Medical school project has changed its focus

Published December 30, 2014 by Veronica Garabelli

The Virginia Tobacco Indemnification and Community Revitalization Commission will meet in January to discuss whether it will continue funding for a Southwest Virginia health-care project that has changed its focus.

The commission provides money to formerly tobacco-dependent communities to promote economic development. In 2009, it approved a $25 million grant for a medical school in Southwest Virginia proposed by Bristol, Tenn.-based King University.

Since then, the proposed project has changed in several ways. Plans for the medical school have been dropped, and King University is no longer involved. The revised project creates a new governing body, the Alliance for Rural Health, which will bring together a group of institutions to educate physicians and health professionals, perform research, expand clinical-care approaches and promote business and workforce development programs.  The organization’s ultimate goal is to create a healthy and prosperous Southwest Virginia.

The alliance’s academic partners will be responsible for granting academic degrees and certifications. The project’s partners include the Virginia Community

College System, Emory & Henry College, East Tennessee State University’s Quillen College of Medicine, Edward Via College of Osteopathic Medicine and Mountain State Health Alliance.

In explaining the change in its focus, project board member John Shoulders said starting a medical school would prove costly and could take decades. “We concluded that it would be not only more realistic, but actually also more efficacious, to engage with nearby existing institutions, to bring into our region medical student rotations and graduate residencies that we do not now have,” he said in a statement. 

The Washington County Board of Supervisors filed a lawsuit asking that the $50,000 it provided for the project be returned. Tariq Zaidi, the interim president and chief operating officer of the Alliance, says the organization will “vigorously defend” itself against the suit.

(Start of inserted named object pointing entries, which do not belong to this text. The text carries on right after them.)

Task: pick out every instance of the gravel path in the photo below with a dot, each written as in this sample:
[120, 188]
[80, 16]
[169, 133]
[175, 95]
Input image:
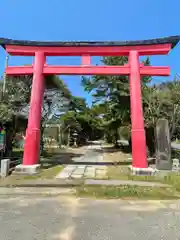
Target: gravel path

The project’s capital budget is $38 million. The money would be used to build the Collaborative Health Science Center (which would serve as the project’s headquarters in Abingdon), renovate a portion of Emory & Henry’s campus and buy clinical training equipment. Half of those funds would come from the Tobacco Commission and the rest would be matched by $19 million in assets the alliance already has.  

In action to delays and changes in the project, the original $25 million grant pledged by the Tobacco Commission was reduced to $20 million in 2014,  of which it allowed up to $1 million to be spent for project development costs through September 2013. In January, the commission will consider whether it will extend the rest of the grant to the Alliance.

“The original grant was for a ‘School of Medicine and Health Sciences’ and specifically mentioned a couple other nursing programs, etc., so the new vision is arguably not entirely out of line with the original, though certainly lacking a four-year medical school at this point,” the commission’s Interim executive director, Tim Pfohl, said in an email.

The project’s strategic adviser, Jeff Mitchell, says the venture has always been about medical education, although the medical school aspect received the most attention.

Asked about the Alliance’s plans for the Tobacco Commission meeting in January, Zaidi says it “will deliver a report that shows that we are ready to begin to implement the project, that all the major parts have come together, that we are ready to begin because this isn’t a grant application, the grant is approved,” he says.